1. **Per-agent enrollment keys** — MSI contains server URL + site_id only. Agent calls `POST /api/enroll` on first run; server issues unique per-agent key stored hashed. Enables revocation, clone detection, audit trail.
2. **Site-specific MSI generation** — Universal base MSI from CI; dashboard endpoint generates site-specific MSI with site_id baked in via WiX property → `HKLM\SOFTWARE\GuruRMM\SiteId`.
3. **No TOML/config for endpoints** — Server URL compiled into binary. No runtime config files for server URL or site_id.
4. **Policy inheritance chain** — global → site → client → agent. Server computes merged effective policy and pushes via `ConfigUpdate` WebSocket message.
5. **Platform parity rule** — Any agent feature ships on Windows, Linux, and macOS in the same change. Stub + TODO required if a real implementation is not yet feasible.

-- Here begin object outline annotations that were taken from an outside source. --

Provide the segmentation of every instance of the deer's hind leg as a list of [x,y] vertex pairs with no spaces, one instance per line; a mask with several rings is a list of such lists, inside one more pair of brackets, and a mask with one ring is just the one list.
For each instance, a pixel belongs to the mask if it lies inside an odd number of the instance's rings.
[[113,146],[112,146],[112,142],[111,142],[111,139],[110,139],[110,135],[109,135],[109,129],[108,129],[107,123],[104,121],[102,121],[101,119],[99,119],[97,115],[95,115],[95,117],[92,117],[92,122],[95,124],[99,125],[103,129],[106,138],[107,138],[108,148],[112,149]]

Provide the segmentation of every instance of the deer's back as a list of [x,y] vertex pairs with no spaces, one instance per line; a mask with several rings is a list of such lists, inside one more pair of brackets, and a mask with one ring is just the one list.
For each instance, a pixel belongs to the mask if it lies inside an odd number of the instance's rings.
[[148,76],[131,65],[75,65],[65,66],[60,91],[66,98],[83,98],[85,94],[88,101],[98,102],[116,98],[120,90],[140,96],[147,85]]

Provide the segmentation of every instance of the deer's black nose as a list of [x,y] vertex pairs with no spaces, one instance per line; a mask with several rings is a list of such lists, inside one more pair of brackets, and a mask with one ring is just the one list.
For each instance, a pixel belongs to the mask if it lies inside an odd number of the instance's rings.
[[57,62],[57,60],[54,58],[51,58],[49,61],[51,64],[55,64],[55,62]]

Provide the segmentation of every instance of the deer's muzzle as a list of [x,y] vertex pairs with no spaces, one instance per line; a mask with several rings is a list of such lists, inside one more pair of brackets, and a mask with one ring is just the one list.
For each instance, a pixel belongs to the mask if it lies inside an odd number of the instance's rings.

6. **Watchdog as separate process** — Main agent cannot reliably restart itself after a crash.
7. **Build pipeline is the only path to production** — Enforces signing, checksum generation, consistent artifact layout.
8. **Multi-tenancy identity model (ADR-001)** — Dev team with partner impersonation. Three levels: Dev → Partner → Client. Computer Guru is partner #1.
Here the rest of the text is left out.